The film rewinds two years to a happier time: Eric meets Olga Stapels (Monique van de Ven) on the roadside. He’s hitchhiking. The two get down to it in comically 70s fashion, having sex in the car quicker than most people today can initiate small talk. Unsurprisingly, their distracted driving leads to an accident. In great contrast to the man we saw in the movie’s opening, Eric takes care of her and soon the two begin dating despite her small-business-owning family’s protest. He is poor; he is an artist; he is a sex pest. But they are soon hitched at the courthouse surrounded by the prematurely pregnant (a very funny scene all its own). Domestic bliss seems to have won over even her stodgy mom. The rest concerns their descent into disagreement and their relationship’s implosion.
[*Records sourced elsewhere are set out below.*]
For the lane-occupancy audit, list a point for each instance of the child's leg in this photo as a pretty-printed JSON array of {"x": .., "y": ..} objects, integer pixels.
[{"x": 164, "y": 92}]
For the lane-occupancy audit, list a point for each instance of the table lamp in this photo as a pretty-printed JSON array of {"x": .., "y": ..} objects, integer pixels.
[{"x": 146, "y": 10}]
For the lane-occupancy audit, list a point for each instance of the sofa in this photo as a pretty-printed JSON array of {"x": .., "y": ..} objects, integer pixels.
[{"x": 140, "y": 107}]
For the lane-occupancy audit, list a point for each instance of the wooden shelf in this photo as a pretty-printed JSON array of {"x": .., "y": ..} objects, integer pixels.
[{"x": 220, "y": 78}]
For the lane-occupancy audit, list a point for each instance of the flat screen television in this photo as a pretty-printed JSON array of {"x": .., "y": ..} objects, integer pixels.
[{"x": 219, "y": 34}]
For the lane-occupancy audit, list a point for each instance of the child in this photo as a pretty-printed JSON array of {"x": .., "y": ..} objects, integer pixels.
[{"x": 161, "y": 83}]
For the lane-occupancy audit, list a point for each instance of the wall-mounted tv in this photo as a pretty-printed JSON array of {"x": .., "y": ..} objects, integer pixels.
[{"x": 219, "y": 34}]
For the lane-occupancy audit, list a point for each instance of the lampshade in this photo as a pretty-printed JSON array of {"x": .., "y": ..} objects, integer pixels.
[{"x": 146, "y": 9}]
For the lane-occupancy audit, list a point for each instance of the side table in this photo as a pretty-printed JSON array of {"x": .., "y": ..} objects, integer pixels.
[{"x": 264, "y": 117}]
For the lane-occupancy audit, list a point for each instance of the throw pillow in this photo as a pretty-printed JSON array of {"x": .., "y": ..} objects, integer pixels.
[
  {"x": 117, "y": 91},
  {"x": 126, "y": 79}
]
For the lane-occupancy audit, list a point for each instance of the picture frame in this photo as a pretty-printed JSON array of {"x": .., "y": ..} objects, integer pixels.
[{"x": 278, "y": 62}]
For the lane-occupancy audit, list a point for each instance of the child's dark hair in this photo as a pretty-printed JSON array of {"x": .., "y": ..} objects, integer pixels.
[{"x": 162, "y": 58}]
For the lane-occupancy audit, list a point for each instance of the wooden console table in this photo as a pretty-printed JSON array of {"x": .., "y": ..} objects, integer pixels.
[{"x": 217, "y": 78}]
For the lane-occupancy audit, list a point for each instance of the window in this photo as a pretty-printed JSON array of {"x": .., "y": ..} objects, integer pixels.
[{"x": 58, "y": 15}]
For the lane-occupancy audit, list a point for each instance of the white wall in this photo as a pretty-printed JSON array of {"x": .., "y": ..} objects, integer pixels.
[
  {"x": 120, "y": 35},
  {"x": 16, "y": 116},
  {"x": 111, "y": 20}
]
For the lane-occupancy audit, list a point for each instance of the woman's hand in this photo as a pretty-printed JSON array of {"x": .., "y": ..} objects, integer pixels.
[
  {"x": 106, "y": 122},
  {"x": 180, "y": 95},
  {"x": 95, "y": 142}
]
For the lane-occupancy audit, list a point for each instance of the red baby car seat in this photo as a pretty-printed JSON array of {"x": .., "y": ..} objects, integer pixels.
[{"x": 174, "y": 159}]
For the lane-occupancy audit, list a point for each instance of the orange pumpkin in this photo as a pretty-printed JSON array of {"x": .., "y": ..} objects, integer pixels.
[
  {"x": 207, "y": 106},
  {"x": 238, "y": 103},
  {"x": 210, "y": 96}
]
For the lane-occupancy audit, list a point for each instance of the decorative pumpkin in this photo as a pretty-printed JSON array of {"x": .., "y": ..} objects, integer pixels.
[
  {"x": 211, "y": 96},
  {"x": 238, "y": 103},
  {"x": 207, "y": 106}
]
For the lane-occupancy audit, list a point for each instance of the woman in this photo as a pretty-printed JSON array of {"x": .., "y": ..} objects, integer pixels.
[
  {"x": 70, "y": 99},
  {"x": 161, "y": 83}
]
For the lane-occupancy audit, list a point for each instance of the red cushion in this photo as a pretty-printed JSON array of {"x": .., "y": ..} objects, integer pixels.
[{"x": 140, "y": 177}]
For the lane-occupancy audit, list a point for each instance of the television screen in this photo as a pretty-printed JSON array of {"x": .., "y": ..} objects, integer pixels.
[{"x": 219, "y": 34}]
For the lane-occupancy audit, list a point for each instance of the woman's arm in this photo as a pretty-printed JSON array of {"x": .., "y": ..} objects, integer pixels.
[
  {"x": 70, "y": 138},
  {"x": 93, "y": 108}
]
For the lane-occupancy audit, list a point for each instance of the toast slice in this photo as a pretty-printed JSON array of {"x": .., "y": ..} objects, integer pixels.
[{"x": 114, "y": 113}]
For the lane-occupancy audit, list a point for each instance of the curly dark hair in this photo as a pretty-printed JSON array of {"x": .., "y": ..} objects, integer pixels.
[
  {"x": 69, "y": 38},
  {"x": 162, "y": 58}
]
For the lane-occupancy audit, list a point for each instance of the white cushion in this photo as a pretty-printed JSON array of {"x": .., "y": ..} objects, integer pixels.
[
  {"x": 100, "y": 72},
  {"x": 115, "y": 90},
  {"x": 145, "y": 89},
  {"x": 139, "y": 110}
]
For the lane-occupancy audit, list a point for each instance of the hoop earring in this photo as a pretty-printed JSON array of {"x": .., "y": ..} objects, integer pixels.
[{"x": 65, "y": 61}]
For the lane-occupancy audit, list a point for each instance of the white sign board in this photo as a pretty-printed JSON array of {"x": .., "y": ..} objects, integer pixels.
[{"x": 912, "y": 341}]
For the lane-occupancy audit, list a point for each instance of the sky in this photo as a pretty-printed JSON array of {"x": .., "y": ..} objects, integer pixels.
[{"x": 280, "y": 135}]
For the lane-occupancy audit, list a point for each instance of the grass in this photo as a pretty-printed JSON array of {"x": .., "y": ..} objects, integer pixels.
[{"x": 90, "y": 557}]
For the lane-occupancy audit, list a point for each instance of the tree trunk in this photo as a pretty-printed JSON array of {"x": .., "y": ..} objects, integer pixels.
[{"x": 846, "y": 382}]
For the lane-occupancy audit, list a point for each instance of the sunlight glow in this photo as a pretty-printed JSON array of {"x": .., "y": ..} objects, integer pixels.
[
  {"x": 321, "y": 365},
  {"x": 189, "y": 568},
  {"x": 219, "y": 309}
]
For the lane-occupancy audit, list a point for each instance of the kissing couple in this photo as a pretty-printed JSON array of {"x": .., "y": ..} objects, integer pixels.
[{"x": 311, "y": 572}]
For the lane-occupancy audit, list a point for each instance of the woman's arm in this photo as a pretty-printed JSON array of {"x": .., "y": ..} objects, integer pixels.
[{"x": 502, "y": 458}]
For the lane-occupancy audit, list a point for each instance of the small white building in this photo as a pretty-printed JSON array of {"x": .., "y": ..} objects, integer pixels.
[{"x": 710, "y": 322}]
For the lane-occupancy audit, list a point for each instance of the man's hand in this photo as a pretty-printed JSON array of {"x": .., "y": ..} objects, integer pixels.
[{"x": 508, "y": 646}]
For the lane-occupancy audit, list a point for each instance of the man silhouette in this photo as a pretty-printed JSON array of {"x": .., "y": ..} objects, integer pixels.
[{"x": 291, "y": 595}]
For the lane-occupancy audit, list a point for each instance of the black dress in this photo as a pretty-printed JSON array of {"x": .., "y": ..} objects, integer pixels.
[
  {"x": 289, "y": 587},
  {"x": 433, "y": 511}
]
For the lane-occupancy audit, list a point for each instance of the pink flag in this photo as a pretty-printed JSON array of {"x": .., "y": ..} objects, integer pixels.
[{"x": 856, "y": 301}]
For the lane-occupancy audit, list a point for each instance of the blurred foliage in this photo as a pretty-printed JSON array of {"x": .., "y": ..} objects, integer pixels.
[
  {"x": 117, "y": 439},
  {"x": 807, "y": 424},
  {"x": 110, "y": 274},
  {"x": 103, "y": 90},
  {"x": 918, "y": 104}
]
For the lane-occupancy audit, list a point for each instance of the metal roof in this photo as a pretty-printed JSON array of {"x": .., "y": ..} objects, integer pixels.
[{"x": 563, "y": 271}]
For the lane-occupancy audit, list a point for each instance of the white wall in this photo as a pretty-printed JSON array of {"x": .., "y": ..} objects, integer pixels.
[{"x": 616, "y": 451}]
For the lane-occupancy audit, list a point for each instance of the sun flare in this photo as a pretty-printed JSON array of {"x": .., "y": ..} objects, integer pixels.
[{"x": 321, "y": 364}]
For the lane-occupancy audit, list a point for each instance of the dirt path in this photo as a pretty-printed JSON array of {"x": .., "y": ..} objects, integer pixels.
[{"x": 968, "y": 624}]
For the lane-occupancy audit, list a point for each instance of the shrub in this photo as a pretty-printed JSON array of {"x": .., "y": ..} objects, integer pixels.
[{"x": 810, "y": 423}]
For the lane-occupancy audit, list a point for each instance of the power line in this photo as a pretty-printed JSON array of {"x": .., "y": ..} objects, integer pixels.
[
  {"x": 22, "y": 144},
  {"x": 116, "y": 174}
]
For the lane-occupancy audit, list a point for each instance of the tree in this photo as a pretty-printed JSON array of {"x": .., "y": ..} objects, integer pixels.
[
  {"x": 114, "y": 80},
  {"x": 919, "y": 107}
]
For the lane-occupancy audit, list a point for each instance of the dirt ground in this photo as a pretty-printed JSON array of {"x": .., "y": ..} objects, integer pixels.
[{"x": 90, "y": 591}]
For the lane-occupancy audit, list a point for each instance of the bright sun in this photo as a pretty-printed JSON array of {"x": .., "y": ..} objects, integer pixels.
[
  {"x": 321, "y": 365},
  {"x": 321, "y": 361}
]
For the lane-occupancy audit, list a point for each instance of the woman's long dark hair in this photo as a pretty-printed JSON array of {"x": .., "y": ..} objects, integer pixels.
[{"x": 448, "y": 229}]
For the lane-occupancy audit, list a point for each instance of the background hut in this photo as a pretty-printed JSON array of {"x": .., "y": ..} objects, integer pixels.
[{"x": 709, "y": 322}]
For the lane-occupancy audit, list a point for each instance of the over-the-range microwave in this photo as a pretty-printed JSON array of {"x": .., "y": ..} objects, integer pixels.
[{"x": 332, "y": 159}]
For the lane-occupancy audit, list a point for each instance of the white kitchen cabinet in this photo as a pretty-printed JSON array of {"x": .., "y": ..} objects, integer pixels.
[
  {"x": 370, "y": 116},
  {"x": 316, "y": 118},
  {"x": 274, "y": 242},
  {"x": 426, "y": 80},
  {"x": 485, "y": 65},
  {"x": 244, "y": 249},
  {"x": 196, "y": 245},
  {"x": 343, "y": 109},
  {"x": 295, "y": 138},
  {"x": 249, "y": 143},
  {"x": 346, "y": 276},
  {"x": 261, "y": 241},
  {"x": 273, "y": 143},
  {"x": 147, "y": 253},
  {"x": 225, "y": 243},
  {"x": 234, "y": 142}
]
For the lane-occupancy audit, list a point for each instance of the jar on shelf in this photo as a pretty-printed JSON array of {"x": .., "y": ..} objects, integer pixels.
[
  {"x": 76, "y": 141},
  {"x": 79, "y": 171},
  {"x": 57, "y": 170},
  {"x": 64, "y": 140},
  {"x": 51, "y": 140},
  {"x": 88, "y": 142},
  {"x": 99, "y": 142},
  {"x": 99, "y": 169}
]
I cannot stress strongly enough how important sex is to them; it’s a constant. It saturates his work, for which Olga models and much of which shows her in the nude. Sex in this film is a primal relationship. Verhoeven shows us what earlier romantic comedies only dared suggest.

But this cannot last. Against Olga’s wishes, he sells a sketch of her made in an intimate moment. Eric makes the decision (we suspect, though Verhoeven does not show us) because he isn’t doing well economically. The raucous joy of their domestic world cannot compete with the iron laws of the market. The mode of production claims yet another victim.

What Verhoeven gets at throughout the film is the absurdity of life, its joys and sadnesses, its inescapable realities and the freedom we find and lose in negotiating our existences and those of our loved ones. Unlike the traditional screwball romantic comedy, the film lacks any sense that bizarreness or otherness successfully intrude into the everyday—indeed, the everyday disciplines and destroys whatever small Eden these two try to build. Rather he suggests that life is what it is: a collection of thises-and-thats that builds us up and destroy us.

Is there any salvation here? No. I wouldn’t call Verhoeven a Christian or even a hedonist. There is no escape. We viewers, however, get the beauty of the film itself, which, like their Eric and Olga’s relationship, provides an escape that, if only temporary, still satisfies.